Program ini dilaksanakan di SDN Kadumekar, Kecamatan Babakancikao, Kabupaten Purwakarta, sebagai sekolah percontohan. BOCIL lahir dari keprihatinan Ayyas terhadap rendahnya pemahaman literasi digital di kalangan anak-anak desa. Meskipun mereka akrab dengan gawai, masih banyak yang belum memahami bagaimana menggunakan teknologi secara bijak, aman, dan produktif.

BOCIL: Membumikan Literasi Digital Lewat Kegiatan Interaktif

Selama pelaksanaannya, BOCIL menghadirkan berbagai kelas interaktif yang dirancang menyenangkan dan sesuai dengan karakter anak-anak. Materi yang diajarkan mencakup internet sehat, keamanan digital, etika daring, hingga cara mencari informasi edukatif di internet. Tak hanya itu, program ini juga memperluas wawasan anak-anak dalam penggunaan teknologi untuk penciptaan, bukan sekadar konsumsi. 

Gambar 1. Proses Pembelajaran Pengenalam Teknologi Tingkat Dasar (Arsip Desamind)

Beberapa kegiatan unggulan yang dijalankan antara lain “Serunya Ngoding”, di mana anak-anak dikenalkan dengan dasar-dasar computational thinking (CT) dan belajar menyusun program sederhana menggunakan platform seperti Scratch. Selain itu, terdapat Mini Electronics Workshop yang bekerja sama dengan HIRO MKB, menghadirkan pengenalan dasar elektronika dan mekatronika melalui praktik langsung yang menyenangkan. Meskipun tidak menjadi fokus utama, program ini juga turut memberikan pelatihan informal bagi para guru melalui sesi seremonial dan partisipatif, sebagai bentuk dukungan terhadap keberlanjutan literasi digital di lingkungan sekolah.

Program ini telah memberikan manfaat langsung kepada sekitar 150 siswa kelas 4 hingga 6 SD. Angka ini didasarkan pada rekap pelaksanaan dari kegiatan yang tercantum dalam laporan monitoring dan evaluasi (monev). Dukungan dari pihak sekolah dan komunitas lokal juga menjadi faktor penting dalam kesuksesan pelaksanaan tahap pertama ini.

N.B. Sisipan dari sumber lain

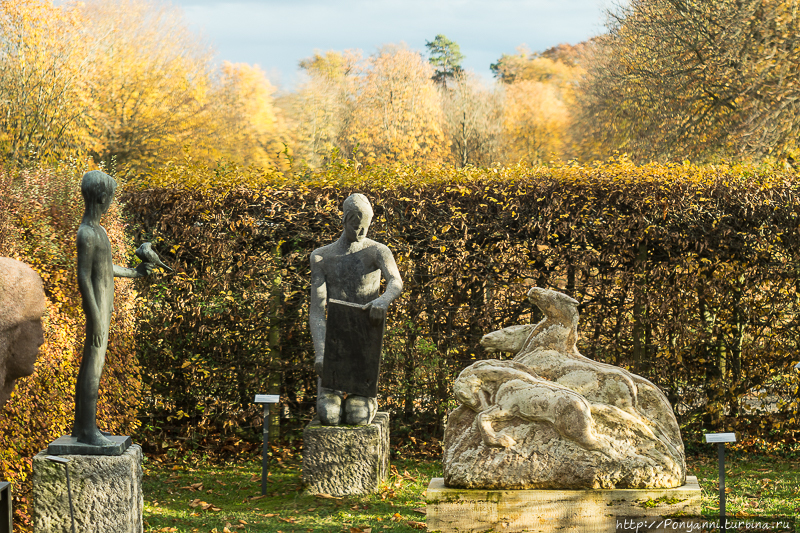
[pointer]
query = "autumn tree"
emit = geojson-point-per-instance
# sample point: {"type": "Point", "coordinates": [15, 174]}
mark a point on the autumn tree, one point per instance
{"type": "Point", "coordinates": [46, 83]}
{"type": "Point", "coordinates": [446, 58]}
{"type": "Point", "coordinates": [559, 65]}
{"type": "Point", "coordinates": [539, 97]}
{"type": "Point", "coordinates": [535, 122]}
{"type": "Point", "coordinates": [472, 116]}
{"type": "Point", "coordinates": [678, 79]}
{"type": "Point", "coordinates": [321, 107]}
{"type": "Point", "coordinates": [153, 83]}
{"type": "Point", "coordinates": [245, 116]}
{"type": "Point", "coordinates": [396, 112]}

Gambar 2. Antusiasme Siswa Mengerjakan Soal Kuis Online

BOCIL tidak hanya berhenti di ruang kelas. Untuk memperluas jangkauan edukasi dan meningkatkan keberlanjutan, Ayyas juga mengelola akun Instagram @bocahdigital sebagai media berbagi informasi, dokumentasi kegiatan, serta tips literasi digital bagi anak-anak dan orang tua.

Menuju Masa Depan Literasi Digital yang Berkelanjutan

Terkait keberlanjutan program, Ayyas melihat potensi besar untuk melanjutkan atau mengembangkan BOCIL dalam format dan skema baru. Baik melalui kerja sama dengan komunitas, institusi pendidikan, maupun adaptasi dalam bentuk modul daring atau pelatihan untuk guru dan orang tua.

“Harapan saya, BOCIL dapat menjadi katalis untuk menginspirasi individu maupun kelompok lain agar turut menginisiasi gerakan-gerakan kolektif yang membawa manfaat nyata bagi sesama,” ujar Ayyas.

BOCIL membuktikan bahwa perubahan bisa dimulai dari langkah kecil. Dari sebuah ruang kelas di Purwakarta, ia menanamkan benih masa depan yang cakap teknologi, beretika digital, dan berpikir kritis untuk menuju ekosistem literasi digital Indonesia yang lebih inklusif dan transformatif.